As a discipline, we’ve seen threat intelligence now spread across nearly all major industries. Having an intelligence capability used to be reserved for those with deep pockets, but we’re now seeing more and more organizations invest in building an intelligence capability to help their leadership make more informed decisions. One aspect that’s really started to take shape over the last five years is threat intelligence support outside of the cybersecurity operations use case. Threat intelligence teams are getting out and engaging with other potential stakeholders in their business, educating them on their mission and value add and soliciting requirements they can factor into their overall intelligence effort. For example, threat intelligence teams have been orienting toward supporting the third-party vendor/supplier risk issue (probably the most challenging issue in information security today) for some time and especially since we saw the SolarWinds incident as well as the shift in ransomware groups exposing sensitive data of victims to force payment. Lastly, we’ve seen a large push across the industry to standardize around common language and frameworks such as MITRE ATT&CK and even our own General Intelligence Requirements (GRI) framework, which is used by a multitude of organizations of different sizes and across many sectors. There’s still work to be done, but it’s this constant maturation of the discipline matched with an ever-present and changing threat that has made threat intelligence an essential capability for organizations today.
Security: In your opinion, what can cyber threat intelligence learn from the military?
Passwaters: Obviously, there are several intangibles such as leadership, mission focus, resourcefulness and much more. But I’d like to focus on something very specific that has gotten a lot of attention over the last year. Intelligence efforts must be requirements driven and not a shotgun approach. There needs to be a method to the madness that links directly back to the stakeholder, their intelligence needs and even the vendors and what they provide. I’ve been in this industry since essentially the early days, and I’ve always felt we found it challenging to put some sort of standardization and tooling in place to help define relevance, synchronize the broader intelligence effort and leverage a feedback loop to link to the consumers we support. Military intelligence has well-defined processes and tools in place that revolve around intelligence and collection management that we need to pull from. We can look at things like the Marine Corps GIR Handbook as a good example. It codifies general intelligence requirements around specific focus areas and then sensitizes collectors and analysts to what is relevant. It also provides a routing mechanism to get intelligence and information to key stakeholders and consumers. Lastly, it can help drive a feedback loop and metrics that help show gaps or justify resourcing and investment. The military’s approach to managing intelligence is one we should pull from and tweak for the commercial intelligence space.

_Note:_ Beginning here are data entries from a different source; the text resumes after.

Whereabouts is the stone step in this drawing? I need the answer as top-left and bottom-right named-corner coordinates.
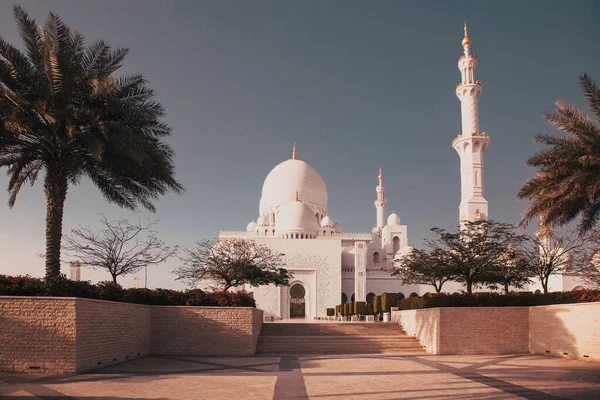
top-left (256, 322), bottom-right (425, 354)
top-left (261, 323), bottom-right (405, 336)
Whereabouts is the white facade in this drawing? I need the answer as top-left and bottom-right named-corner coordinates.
top-left (219, 145), bottom-right (431, 319)
top-left (452, 22), bottom-right (490, 221)
top-left (219, 23), bottom-right (592, 319)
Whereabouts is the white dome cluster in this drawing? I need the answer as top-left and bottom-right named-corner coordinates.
top-left (276, 200), bottom-right (319, 239)
top-left (259, 158), bottom-right (327, 217)
top-left (387, 212), bottom-right (400, 225)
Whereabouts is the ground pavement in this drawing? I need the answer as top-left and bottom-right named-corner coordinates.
top-left (0, 354), bottom-right (600, 400)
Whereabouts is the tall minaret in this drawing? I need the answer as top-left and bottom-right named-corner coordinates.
top-left (373, 168), bottom-right (387, 233)
top-left (452, 22), bottom-right (490, 221)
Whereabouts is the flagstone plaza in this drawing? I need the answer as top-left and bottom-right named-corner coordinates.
top-left (0, 354), bottom-right (600, 400)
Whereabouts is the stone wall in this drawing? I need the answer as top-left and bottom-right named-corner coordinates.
top-left (0, 297), bottom-right (76, 372)
top-left (75, 298), bottom-right (151, 372)
top-left (0, 296), bottom-right (263, 373)
top-left (438, 307), bottom-right (529, 354)
top-left (392, 308), bottom-right (441, 354)
top-left (529, 303), bottom-right (600, 361)
top-left (392, 303), bottom-right (600, 361)
top-left (151, 306), bottom-right (262, 356)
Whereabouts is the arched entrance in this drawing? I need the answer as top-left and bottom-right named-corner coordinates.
top-left (290, 283), bottom-right (306, 318)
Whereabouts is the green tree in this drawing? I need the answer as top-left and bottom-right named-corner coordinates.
top-left (520, 227), bottom-right (595, 293)
top-left (173, 239), bottom-right (292, 291)
top-left (484, 240), bottom-right (535, 294)
top-left (425, 220), bottom-right (526, 294)
top-left (518, 74), bottom-right (600, 233)
top-left (392, 248), bottom-right (454, 293)
top-left (0, 6), bottom-right (183, 277)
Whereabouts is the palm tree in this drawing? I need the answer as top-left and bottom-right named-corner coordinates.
top-left (518, 74), bottom-right (600, 234)
top-left (0, 6), bottom-right (183, 277)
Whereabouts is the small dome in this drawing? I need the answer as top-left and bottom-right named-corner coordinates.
top-left (246, 220), bottom-right (258, 232)
top-left (321, 215), bottom-right (335, 228)
top-left (388, 212), bottom-right (400, 225)
top-left (394, 246), bottom-right (414, 260)
top-left (276, 201), bottom-right (319, 235)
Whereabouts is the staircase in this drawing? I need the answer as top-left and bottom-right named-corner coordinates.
top-left (256, 322), bottom-right (425, 355)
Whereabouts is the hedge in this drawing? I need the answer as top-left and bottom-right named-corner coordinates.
top-left (400, 290), bottom-right (600, 310)
top-left (0, 275), bottom-right (256, 307)
top-left (381, 292), bottom-right (398, 312)
top-left (354, 301), bottom-right (367, 315)
top-left (373, 296), bottom-right (382, 314)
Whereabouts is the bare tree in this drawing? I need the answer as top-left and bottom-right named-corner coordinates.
top-left (64, 215), bottom-right (178, 284)
top-left (173, 239), bottom-right (292, 291)
top-left (521, 225), bottom-right (593, 293)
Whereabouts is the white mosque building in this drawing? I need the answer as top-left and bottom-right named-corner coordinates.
top-left (219, 24), bottom-right (584, 319)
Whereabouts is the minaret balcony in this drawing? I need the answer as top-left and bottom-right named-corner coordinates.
top-left (456, 81), bottom-right (481, 90)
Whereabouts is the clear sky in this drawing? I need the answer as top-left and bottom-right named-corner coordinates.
top-left (0, 0), bottom-right (600, 288)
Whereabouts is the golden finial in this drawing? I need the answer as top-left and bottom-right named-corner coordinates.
top-left (463, 21), bottom-right (471, 47)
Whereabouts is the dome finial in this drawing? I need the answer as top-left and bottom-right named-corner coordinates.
top-left (462, 21), bottom-right (471, 47)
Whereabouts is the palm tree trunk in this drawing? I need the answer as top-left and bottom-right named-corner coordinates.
top-left (44, 169), bottom-right (68, 278)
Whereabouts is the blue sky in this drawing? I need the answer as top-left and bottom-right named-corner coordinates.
top-left (0, 0), bottom-right (600, 288)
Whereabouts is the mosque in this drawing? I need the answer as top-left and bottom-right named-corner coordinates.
top-left (219, 24), bottom-right (584, 319)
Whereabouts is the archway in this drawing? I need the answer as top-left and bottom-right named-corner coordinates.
top-left (367, 292), bottom-right (375, 304)
top-left (290, 283), bottom-right (306, 318)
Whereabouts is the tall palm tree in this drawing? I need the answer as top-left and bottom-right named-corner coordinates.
top-left (0, 6), bottom-right (183, 277)
top-left (518, 74), bottom-right (600, 234)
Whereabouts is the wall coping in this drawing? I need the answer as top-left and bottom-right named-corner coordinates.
top-left (0, 296), bottom-right (255, 311)
top-left (392, 301), bottom-right (600, 312)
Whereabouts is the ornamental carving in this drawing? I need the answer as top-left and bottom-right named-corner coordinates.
top-left (261, 285), bottom-right (279, 315)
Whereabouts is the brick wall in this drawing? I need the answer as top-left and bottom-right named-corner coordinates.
top-left (0, 297), bottom-right (76, 372)
top-left (438, 307), bottom-right (529, 354)
top-left (392, 308), bottom-right (440, 354)
top-left (393, 307), bottom-right (529, 354)
top-left (529, 303), bottom-right (600, 361)
top-left (75, 298), bottom-right (151, 372)
top-left (151, 306), bottom-right (262, 356)
top-left (0, 296), bottom-right (263, 373)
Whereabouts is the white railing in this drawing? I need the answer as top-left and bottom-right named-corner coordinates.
top-left (219, 229), bottom-right (373, 241)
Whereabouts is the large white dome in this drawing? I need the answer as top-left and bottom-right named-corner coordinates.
top-left (259, 159), bottom-right (327, 217)
top-left (276, 201), bottom-right (319, 236)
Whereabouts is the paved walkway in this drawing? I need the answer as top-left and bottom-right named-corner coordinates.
top-left (0, 355), bottom-right (600, 400)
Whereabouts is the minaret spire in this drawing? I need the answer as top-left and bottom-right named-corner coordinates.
top-left (374, 167), bottom-right (387, 233)
top-left (452, 21), bottom-right (490, 223)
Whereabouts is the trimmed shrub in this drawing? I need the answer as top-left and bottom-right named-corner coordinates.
top-left (373, 296), bottom-right (382, 314)
top-left (354, 301), bottom-right (367, 315)
top-left (381, 292), bottom-right (398, 312)
top-left (367, 303), bottom-right (375, 315)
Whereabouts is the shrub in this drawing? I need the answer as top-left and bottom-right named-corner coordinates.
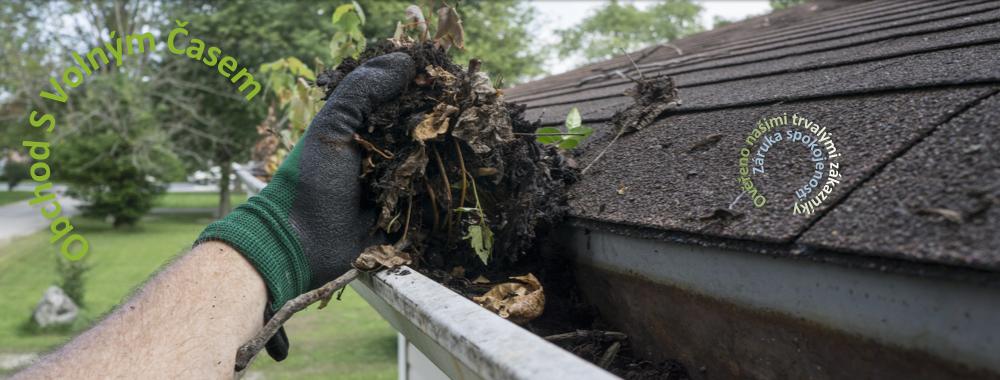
top-left (3, 160), bottom-right (31, 191)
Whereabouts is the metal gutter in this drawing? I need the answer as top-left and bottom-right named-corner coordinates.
top-left (563, 227), bottom-right (1000, 378)
top-left (234, 165), bottom-right (618, 380)
top-left (351, 267), bottom-right (617, 379)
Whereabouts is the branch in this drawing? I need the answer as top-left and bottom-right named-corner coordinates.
top-left (236, 268), bottom-right (361, 372)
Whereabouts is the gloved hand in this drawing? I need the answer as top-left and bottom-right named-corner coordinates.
top-left (195, 53), bottom-right (414, 360)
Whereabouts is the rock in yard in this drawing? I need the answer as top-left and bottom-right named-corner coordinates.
top-left (31, 285), bottom-right (80, 327)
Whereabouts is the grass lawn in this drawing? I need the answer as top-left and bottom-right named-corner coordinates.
top-left (0, 191), bottom-right (31, 206)
top-left (0, 200), bottom-right (396, 379)
top-left (156, 192), bottom-right (247, 208)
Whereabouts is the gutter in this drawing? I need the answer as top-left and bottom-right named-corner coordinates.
top-left (562, 225), bottom-right (1000, 380)
top-left (233, 165), bottom-right (618, 380)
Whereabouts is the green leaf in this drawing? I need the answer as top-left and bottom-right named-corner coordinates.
top-left (566, 107), bottom-right (583, 131)
top-left (559, 136), bottom-right (580, 150)
top-left (462, 224), bottom-right (493, 265)
top-left (351, 0), bottom-right (365, 25)
top-left (567, 127), bottom-right (594, 141)
top-left (535, 127), bottom-right (563, 145)
top-left (333, 3), bottom-right (361, 25)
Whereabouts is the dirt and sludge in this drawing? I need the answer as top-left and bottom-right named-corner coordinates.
top-left (317, 40), bottom-right (687, 379)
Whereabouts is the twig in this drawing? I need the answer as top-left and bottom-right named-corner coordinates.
top-left (451, 139), bottom-right (469, 207)
top-left (396, 195), bottom-right (413, 245)
top-left (236, 268), bottom-right (361, 371)
top-left (424, 180), bottom-right (441, 232)
top-left (580, 128), bottom-right (625, 174)
top-left (597, 342), bottom-right (622, 369)
top-left (431, 147), bottom-right (451, 236)
top-left (545, 330), bottom-right (628, 343)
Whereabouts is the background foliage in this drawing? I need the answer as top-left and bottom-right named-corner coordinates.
top-left (557, 0), bottom-right (703, 62)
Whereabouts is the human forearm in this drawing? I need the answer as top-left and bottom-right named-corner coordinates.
top-left (17, 242), bottom-right (267, 378)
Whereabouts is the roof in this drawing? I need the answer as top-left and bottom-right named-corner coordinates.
top-left (505, 0), bottom-right (1000, 271)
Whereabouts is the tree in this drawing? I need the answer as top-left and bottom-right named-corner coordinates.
top-left (556, 0), bottom-right (702, 62)
top-left (52, 73), bottom-right (183, 227)
top-left (352, 0), bottom-right (544, 84)
top-left (0, 0), bottom-right (185, 227)
top-left (163, 0), bottom-right (332, 215)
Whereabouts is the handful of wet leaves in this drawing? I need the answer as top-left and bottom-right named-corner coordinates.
top-left (317, 36), bottom-right (577, 323)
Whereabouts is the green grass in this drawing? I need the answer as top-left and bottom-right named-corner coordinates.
top-left (0, 191), bottom-right (31, 206)
top-left (0, 200), bottom-right (396, 379)
top-left (156, 193), bottom-right (247, 208)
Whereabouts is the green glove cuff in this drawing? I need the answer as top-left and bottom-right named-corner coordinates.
top-left (195, 149), bottom-right (312, 311)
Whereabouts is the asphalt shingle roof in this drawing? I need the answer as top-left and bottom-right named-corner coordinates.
top-left (506, 0), bottom-right (1000, 271)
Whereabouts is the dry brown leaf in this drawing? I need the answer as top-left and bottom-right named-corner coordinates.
top-left (434, 6), bottom-right (465, 51)
top-left (354, 245), bottom-right (410, 271)
top-left (359, 153), bottom-right (375, 178)
top-left (472, 273), bottom-right (545, 324)
top-left (405, 4), bottom-right (427, 42)
top-left (378, 146), bottom-right (427, 233)
top-left (413, 103), bottom-right (458, 142)
top-left (451, 103), bottom-right (514, 154)
top-left (469, 71), bottom-right (500, 103)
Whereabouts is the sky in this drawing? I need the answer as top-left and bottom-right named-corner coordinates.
top-left (531, 0), bottom-right (771, 74)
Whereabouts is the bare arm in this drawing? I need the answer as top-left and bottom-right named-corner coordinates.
top-left (15, 242), bottom-right (267, 379)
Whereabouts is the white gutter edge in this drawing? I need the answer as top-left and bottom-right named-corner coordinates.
top-left (233, 164), bottom-right (618, 380)
top-left (351, 267), bottom-right (618, 379)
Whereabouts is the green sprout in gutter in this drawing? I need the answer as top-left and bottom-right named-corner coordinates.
top-left (535, 107), bottom-right (594, 150)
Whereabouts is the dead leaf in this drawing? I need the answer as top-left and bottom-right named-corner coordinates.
top-left (359, 153), bottom-right (375, 178)
top-left (472, 273), bottom-right (545, 324)
top-left (451, 103), bottom-right (514, 154)
top-left (472, 275), bottom-right (490, 284)
top-left (434, 6), bottom-right (465, 51)
top-left (354, 245), bottom-right (410, 271)
top-left (413, 103), bottom-right (458, 142)
top-left (405, 4), bottom-right (427, 42)
top-left (378, 146), bottom-right (427, 233)
top-left (469, 71), bottom-right (500, 103)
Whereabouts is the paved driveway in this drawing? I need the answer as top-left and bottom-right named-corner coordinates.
top-left (0, 196), bottom-right (81, 246)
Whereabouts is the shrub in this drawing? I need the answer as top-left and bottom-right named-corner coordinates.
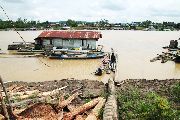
top-left (117, 88), bottom-right (178, 120)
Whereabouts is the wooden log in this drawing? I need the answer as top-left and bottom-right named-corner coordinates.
top-left (67, 104), bottom-right (76, 112)
top-left (85, 113), bottom-right (95, 120)
top-left (0, 89), bottom-right (9, 120)
top-left (85, 98), bottom-right (106, 120)
top-left (63, 98), bottom-right (99, 120)
top-left (75, 115), bottom-right (84, 120)
top-left (57, 109), bottom-right (64, 120)
top-left (57, 93), bottom-right (79, 110)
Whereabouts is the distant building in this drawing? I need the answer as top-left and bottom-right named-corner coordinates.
top-left (35, 31), bottom-right (102, 49)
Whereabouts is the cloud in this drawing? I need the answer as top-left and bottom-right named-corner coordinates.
top-left (0, 0), bottom-right (180, 22)
top-left (2, 0), bottom-right (24, 3)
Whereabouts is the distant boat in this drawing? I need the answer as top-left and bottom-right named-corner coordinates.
top-left (48, 52), bottom-right (104, 59)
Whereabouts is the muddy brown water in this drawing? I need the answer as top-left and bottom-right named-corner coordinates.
top-left (0, 31), bottom-right (180, 81)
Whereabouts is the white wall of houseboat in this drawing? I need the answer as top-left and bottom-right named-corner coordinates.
top-left (43, 39), bottom-right (96, 49)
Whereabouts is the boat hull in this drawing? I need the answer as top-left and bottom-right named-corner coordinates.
top-left (49, 54), bottom-right (104, 59)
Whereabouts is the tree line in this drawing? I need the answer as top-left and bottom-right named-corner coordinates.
top-left (0, 18), bottom-right (180, 30)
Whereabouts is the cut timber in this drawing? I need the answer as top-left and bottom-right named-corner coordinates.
top-left (57, 109), bottom-right (63, 120)
top-left (85, 98), bottom-right (106, 120)
top-left (75, 115), bottom-right (84, 120)
top-left (63, 98), bottom-right (100, 120)
top-left (67, 104), bottom-right (76, 112)
top-left (85, 113), bottom-right (95, 120)
top-left (0, 87), bottom-right (9, 120)
top-left (57, 93), bottom-right (79, 110)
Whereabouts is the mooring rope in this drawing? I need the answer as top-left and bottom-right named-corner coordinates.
top-left (0, 5), bottom-right (50, 67)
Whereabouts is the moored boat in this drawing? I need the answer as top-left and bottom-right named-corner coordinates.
top-left (174, 56), bottom-right (180, 63)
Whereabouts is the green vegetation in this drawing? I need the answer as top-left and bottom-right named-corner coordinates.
top-left (0, 18), bottom-right (180, 31)
top-left (117, 85), bottom-right (180, 120)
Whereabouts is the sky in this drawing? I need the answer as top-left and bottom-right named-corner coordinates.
top-left (0, 0), bottom-right (180, 23)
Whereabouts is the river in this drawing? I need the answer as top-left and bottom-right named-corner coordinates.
top-left (0, 31), bottom-right (180, 82)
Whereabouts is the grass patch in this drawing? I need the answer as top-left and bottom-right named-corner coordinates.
top-left (117, 87), bottom-right (180, 120)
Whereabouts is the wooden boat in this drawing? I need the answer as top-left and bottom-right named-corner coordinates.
top-left (48, 53), bottom-right (104, 59)
top-left (174, 56), bottom-right (180, 63)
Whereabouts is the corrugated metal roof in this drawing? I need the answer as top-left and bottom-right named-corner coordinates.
top-left (35, 31), bottom-right (102, 40)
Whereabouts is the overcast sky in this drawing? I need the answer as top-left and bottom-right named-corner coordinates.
top-left (0, 0), bottom-right (180, 22)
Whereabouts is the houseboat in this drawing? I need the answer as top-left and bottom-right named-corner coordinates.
top-left (35, 30), bottom-right (104, 59)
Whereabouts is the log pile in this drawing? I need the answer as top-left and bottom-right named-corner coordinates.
top-left (17, 93), bottom-right (104, 120)
top-left (0, 79), bottom-right (105, 120)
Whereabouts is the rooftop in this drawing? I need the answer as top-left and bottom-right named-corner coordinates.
top-left (35, 30), bottom-right (102, 40)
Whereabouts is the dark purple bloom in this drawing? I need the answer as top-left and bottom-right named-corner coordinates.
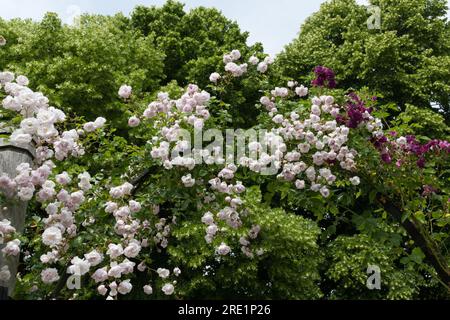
top-left (417, 157), bottom-right (425, 168)
top-left (381, 153), bottom-right (392, 163)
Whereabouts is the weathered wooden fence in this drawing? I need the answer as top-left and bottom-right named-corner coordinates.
top-left (0, 138), bottom-right (35, 300)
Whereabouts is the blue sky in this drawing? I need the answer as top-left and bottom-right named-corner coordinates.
top-left (0, 0), bottom-right (450, 54)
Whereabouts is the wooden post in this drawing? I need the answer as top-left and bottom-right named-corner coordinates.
top-left (0, 138), bottom-right (35, 300)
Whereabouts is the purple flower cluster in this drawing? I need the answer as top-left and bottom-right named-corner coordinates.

Security: Can you explain how your military service taught you to emphasize three areas that can make threat intelligence more targeted and actionable for organizations: 1. Know your Mission, 2. Know your Enemy, 3. Know the Battlespace? (please provide detailed answers for each of the areas)
Passwaters: In military parlance, this relates to what they call Intelligence Preparation of the Battlefield (PIB). IPB is a continuous analytic process that aims to reduce uncertainties and unknowns as they relate to the adversary. The objective is to present the full capabilities of the enemy and other environmental factors to leadership, including potential courses of action (COAs) across the battlespace. It’s much more than that, but this is the gist. Simply put, it's about commanders at various levels being intimately familiar with the enemy and the environment so the unit can execute on the best possible COAs. As an intelligence collector at the tactical level, I fed into this process in many ways to reduce the amount of unknowns or even to just flag what it was we did not know.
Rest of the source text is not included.